Natal adalah kota kecil yang jauh dari hiruk-pikuk keramaian sebagaimana kota besar namun tenang dan nyaman. Termasuk dalam bagian propinsi Sumatera Utara. Selama 5 bulan (Februari 20012 - Juni 2012) saya pernah menjalani kehidupan di kota Natal. Berbaur dengan masyarakat berbagai suku (Minang, Melayu, Jawa, Natal) menciptakan "warna" tersendiri dalam diri saya yang akhirnya menjadi suatu kenangan tak terlupakan selepas saya kembali dari sana.. Sepulang dari Natal, saya terobsesi untuk mencari tau lebih banyak tentang Natal, yang mana saat disana pernah saya dengar bahwa dulunya kota tersebut pernah di datangi bangsa portugis. Salah satu peninggalan sejarah yang pernah saya dapati di sana adalah Meriam Raffles. Berikut hasil "pencarian" saya tentang sejarah kota Natal yang saya ambil dari Tabloid Rakyat Madani, yang di terbitkan oleh Sekretariat DPRD kab. Mandailing Natal (http://tabloidrakyatmadani.wordpress.com/sejarah-kota-natal/)

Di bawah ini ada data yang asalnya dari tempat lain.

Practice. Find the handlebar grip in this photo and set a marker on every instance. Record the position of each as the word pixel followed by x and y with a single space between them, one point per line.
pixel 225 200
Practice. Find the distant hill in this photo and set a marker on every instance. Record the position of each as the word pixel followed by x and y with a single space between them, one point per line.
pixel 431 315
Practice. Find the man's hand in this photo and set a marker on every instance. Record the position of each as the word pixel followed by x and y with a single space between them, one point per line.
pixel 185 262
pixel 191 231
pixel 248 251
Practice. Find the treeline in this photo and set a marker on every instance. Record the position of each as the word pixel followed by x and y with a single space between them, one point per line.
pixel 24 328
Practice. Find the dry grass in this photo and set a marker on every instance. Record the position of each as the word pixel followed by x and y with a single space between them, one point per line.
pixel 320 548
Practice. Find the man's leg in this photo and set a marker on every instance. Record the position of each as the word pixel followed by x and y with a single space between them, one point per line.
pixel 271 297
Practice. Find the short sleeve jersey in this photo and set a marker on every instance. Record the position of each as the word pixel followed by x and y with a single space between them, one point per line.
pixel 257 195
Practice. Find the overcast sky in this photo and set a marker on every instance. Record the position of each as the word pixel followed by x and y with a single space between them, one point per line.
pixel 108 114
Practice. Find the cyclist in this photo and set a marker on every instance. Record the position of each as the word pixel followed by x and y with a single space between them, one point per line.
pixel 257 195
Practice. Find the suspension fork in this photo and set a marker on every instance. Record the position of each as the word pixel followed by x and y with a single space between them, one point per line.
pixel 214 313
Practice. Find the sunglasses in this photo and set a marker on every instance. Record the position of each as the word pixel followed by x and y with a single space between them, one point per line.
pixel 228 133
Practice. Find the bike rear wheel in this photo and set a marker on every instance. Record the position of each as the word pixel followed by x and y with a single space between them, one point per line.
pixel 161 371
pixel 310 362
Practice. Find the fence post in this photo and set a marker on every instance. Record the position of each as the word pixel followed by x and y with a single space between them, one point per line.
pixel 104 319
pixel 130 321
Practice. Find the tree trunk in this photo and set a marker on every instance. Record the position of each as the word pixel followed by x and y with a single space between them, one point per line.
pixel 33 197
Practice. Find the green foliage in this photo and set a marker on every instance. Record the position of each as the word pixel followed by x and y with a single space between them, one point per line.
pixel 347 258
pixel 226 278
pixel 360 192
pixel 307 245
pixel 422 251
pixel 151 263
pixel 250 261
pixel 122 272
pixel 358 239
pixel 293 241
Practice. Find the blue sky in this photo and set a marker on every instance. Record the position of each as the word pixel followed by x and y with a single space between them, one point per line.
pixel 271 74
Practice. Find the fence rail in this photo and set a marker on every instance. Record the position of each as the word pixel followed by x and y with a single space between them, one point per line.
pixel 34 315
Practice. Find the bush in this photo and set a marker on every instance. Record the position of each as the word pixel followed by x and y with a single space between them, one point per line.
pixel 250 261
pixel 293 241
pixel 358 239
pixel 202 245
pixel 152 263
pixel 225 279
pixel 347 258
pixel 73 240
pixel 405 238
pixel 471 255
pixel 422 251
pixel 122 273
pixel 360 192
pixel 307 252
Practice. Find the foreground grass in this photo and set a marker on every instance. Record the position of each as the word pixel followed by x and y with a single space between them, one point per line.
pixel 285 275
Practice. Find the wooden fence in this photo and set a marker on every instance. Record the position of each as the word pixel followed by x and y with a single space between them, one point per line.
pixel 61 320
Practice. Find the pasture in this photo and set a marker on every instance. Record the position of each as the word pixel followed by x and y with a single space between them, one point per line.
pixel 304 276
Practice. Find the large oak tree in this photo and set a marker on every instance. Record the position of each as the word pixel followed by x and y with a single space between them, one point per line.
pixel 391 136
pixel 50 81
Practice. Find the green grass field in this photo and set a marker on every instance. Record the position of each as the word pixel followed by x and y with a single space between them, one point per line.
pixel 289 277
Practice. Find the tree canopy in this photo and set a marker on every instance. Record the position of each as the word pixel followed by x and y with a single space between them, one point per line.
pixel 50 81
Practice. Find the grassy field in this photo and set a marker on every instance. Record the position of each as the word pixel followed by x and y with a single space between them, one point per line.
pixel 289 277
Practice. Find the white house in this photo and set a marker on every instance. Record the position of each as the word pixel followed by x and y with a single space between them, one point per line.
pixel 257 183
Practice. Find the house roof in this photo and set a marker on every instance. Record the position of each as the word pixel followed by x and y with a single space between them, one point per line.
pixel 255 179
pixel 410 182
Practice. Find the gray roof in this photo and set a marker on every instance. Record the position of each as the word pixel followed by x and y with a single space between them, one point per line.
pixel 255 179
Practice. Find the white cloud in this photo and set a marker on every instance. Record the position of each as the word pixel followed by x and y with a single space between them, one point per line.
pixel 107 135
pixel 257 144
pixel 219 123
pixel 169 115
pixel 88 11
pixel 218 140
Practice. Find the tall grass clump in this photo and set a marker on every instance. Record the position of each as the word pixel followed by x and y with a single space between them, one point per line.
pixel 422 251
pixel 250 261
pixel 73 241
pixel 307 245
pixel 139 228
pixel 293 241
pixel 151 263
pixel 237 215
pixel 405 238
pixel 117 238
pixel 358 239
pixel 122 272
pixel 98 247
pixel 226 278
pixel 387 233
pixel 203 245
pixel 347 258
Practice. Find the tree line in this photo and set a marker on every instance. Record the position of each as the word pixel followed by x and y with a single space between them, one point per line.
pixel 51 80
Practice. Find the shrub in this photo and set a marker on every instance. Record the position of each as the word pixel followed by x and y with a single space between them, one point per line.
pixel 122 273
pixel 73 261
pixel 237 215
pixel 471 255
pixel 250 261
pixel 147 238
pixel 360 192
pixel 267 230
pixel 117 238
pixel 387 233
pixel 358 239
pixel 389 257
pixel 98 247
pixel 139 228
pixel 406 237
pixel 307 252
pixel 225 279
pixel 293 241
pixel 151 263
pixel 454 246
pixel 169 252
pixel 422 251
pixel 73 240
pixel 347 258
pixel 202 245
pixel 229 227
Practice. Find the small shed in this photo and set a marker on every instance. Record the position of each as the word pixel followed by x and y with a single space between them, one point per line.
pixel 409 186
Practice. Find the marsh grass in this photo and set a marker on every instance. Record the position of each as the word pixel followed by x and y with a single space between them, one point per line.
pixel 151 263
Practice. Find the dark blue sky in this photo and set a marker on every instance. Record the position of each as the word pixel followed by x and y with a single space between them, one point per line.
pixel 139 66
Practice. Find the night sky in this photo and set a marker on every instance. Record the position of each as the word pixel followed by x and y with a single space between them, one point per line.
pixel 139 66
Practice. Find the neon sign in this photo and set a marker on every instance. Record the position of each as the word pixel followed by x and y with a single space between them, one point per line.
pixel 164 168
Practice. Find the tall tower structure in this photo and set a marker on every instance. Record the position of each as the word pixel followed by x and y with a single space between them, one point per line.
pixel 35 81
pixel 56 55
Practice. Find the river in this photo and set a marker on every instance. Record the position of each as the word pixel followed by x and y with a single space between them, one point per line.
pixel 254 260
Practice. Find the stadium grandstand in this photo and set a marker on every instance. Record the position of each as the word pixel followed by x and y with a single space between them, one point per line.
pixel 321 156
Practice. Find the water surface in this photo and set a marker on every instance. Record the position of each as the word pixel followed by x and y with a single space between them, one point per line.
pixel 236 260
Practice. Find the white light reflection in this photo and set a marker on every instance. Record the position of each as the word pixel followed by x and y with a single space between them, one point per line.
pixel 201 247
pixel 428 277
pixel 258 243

Banyak pendapat yang berbeda seputar cikal sebutan nama Natal bagi kota Natal yang kini terletak di pesisir Kabupaten Mandailing Natal (Madina). Ada yang menyebut sebutan Natal kali pertama dituliskan oleh bangsa Portugis yang datang ke Pantai Barat. Ada pula yang menyebut kata Natal berasal dari ungkapan bahasa Mandailing: Nadatarida atau juga ada yang menyebut ungkapan bahasa Minangkabau: Tanah nan Data(r).

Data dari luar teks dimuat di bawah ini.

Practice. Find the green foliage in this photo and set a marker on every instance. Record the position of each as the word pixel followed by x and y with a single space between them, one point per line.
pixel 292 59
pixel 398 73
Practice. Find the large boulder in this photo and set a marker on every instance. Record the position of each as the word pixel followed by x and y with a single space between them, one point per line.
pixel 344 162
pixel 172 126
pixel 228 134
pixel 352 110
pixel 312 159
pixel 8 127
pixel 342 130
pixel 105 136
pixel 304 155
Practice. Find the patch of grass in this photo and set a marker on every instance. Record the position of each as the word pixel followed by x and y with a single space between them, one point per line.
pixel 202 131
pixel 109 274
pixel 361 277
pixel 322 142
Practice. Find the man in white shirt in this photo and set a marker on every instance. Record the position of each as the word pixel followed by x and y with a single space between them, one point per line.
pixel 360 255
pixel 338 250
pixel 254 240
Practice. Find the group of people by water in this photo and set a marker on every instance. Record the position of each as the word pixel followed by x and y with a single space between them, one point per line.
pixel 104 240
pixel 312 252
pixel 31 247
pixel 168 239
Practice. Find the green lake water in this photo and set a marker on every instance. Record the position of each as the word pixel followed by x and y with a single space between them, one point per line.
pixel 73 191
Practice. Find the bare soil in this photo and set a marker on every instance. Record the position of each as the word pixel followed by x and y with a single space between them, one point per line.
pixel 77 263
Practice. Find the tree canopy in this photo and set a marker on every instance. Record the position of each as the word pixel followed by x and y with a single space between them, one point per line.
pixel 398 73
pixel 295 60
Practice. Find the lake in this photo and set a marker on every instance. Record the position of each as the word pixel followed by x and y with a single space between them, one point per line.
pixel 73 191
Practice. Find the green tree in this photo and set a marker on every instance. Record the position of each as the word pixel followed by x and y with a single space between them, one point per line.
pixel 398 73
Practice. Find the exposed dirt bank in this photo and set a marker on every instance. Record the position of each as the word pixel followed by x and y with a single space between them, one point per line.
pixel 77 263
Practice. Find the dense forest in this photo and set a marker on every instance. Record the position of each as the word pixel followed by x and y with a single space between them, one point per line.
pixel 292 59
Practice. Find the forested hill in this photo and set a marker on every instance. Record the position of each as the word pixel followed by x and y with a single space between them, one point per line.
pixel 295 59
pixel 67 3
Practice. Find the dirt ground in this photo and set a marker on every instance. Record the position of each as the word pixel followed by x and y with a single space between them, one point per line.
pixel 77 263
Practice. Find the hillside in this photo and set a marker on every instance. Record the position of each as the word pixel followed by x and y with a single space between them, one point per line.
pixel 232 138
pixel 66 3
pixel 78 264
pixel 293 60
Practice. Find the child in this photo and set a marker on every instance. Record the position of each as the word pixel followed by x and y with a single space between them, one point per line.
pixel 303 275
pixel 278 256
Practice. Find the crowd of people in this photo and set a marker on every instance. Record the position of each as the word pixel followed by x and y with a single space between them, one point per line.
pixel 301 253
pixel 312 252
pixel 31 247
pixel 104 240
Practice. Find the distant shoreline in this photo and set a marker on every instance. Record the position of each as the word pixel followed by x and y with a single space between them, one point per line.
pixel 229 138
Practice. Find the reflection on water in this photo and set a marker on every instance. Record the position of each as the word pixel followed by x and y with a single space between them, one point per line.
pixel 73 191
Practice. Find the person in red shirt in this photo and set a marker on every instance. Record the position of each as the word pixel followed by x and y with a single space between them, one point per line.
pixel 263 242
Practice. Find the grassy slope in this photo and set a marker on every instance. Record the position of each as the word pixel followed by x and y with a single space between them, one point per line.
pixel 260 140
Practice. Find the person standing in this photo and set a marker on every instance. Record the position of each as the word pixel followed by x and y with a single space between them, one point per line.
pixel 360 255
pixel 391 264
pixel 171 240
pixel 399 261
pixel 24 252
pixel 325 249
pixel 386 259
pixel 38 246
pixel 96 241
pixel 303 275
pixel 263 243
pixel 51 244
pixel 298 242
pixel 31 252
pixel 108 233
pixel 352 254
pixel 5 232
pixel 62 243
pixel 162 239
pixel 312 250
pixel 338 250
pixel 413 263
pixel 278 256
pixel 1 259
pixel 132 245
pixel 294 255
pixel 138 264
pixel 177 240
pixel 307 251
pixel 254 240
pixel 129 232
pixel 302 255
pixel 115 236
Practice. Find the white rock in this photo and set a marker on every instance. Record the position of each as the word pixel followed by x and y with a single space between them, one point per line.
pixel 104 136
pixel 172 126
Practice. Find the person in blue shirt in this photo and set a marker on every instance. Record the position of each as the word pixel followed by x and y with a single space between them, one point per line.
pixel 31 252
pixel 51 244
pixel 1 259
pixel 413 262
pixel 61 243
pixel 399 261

Pendapat penyebutan kata “Natal” oleh bangsa portugis itu terkait kengototan pada fakta sejarah penemuan wilayah Natal antara Inggris dengan Portugis yang kontroversial. Inggris mengklaim menemukan Natal pada tahun 1762. Sedangkan Potugis mengklaim bahwa merekalah yang memberikan nama pada daerah itu, ketika kedatangan mereka di sana untuk pertama kalinya, sekitar tahun 1492-1498 bersamaan dengan Hari Raya Natal.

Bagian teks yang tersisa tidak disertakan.